Global clothing retailers, including Fast Retailing and Marks & Spencer, are discontinuing their outsourced production in Myanmar due to concerns over human rights violations, labor issues, and operational difficulties. The military coup in February 2021 has resulted in the departure of many foreign firms, particularly those with joint ventures with local partners connected to the military. Some clothing brands continue to outsource production to small factories in Myanmar; however, some are leaving due to their inability to improve the country's rock-bottom wages and severance benefits under the local system.
Fast Retailing, which owns the Uniqlo casual wear chain, is the most recent company to leave Myanmar, removing its partners from its list of garment and processing factories. Muji also plans to end sourcing of down jackets and other items from Myanmar by August. Marks & Spencer announced last year that it would exit by March, and Primark has also stated that it is leaving Myanmar.

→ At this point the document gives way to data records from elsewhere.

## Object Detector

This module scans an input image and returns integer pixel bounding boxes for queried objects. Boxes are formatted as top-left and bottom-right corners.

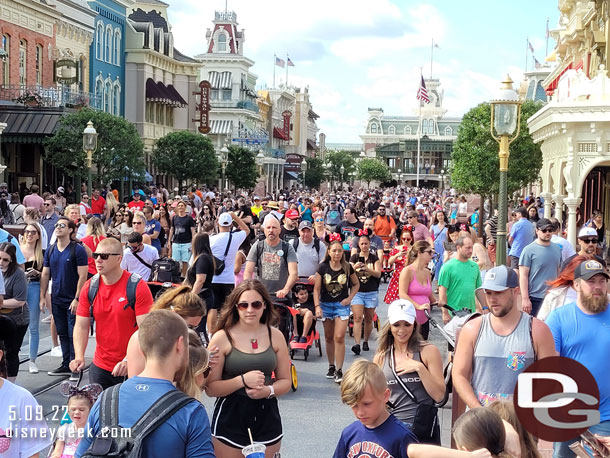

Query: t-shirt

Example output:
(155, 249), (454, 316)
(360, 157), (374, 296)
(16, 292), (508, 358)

(246, 240), (298, 294)
(333, 414), (418, 458)
(76, 272), (153, 371)
(519, 242), (561, 299)
(508, 218), (536, 258)
(172, 215), (195, 243)
(438, 258), (481, 312)
(0, 379), (51, 458)
(317, 261), (354, 302)
(210, 231), (246, 285)
(121, 244), (159, 281)
(75, 376), (214, 458)
(545, 302), (610, 421)
(349, 251), (381, 293)
(44, 242), (87, 304)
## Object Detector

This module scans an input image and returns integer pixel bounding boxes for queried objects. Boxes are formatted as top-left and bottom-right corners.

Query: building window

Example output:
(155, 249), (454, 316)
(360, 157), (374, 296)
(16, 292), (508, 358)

(19, 40), (28, 86)
(216, 33), (227, 52)
(36, 45), (42, 86)
(0, 34), (11, 86)
(95, 22), (104, 60)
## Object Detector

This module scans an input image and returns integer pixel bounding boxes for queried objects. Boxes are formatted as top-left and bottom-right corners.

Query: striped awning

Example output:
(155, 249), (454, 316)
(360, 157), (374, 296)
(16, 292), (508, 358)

(210, 120), (233, 135)
(208, 72), (233, 89)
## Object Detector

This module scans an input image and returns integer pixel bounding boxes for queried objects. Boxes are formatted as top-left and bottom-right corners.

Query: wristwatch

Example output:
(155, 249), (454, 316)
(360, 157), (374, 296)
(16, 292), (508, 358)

(267, 385), (275, 399)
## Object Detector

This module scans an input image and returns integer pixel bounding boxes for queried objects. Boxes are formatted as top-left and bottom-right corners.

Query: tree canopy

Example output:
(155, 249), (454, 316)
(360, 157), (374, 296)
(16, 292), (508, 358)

(44, 109), (145, 183)
(450, 100), (542, 196)
(152, 131), (218, 194)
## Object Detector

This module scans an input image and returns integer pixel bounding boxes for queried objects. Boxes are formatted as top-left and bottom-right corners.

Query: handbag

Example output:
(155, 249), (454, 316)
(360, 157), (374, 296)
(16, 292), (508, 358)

(214, 232), (233, 275)
(390, 347), (438, 443)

The daily minimum wage for factory workers has remained at 4,800 kyat ($1.68 at market exchange rate) since 2019, and workplace conditions remain unaddressed under military rule. Increasing power outages and logistics breakdowns pose risks to the management of product deliveries.

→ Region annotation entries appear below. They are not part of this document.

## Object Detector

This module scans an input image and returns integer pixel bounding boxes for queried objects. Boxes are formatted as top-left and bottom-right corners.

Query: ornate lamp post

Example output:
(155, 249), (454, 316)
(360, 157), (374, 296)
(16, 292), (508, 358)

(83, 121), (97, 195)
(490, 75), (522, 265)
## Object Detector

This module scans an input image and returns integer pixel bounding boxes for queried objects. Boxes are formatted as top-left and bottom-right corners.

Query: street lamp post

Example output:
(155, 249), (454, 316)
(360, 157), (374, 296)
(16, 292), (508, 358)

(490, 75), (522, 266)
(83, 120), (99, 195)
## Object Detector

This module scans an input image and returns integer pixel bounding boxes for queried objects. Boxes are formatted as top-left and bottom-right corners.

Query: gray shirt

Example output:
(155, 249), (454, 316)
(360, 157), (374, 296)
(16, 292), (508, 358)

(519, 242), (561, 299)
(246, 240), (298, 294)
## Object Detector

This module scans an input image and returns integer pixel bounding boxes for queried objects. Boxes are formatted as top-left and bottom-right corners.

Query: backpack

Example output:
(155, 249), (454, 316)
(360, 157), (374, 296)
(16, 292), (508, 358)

The European Union and the European Chamber of Commerce in Myanmar have established a network promoting appropriate levels of employment and will create a framework for monitoring labor conditions. However, responsible withdrawal is a challenge for global firms, and they typically avoid making any immediate decisions due to concerns for the many people in Myanmar who depend on international companies for their livelihoods.

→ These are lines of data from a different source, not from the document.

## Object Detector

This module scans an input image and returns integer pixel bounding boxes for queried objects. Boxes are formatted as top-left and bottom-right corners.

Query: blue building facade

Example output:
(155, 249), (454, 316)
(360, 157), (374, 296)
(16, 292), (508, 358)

The departure of foreign companies from Myanmar is likely to have a significant impact on the country's economy, which has already been affected by political instability. Clothing exports are a significant source of revenue for Myanmar, with the European Union, Japan, and the United States all reporting record-high imports from the country last year, totaling $4.7 billion. The loss of these exports could further destabilize Myanmar's already fragile economic situation.
As more brands leave Myanmar, consumers may start to demand greater transparency and accountability from the companies they purchase from.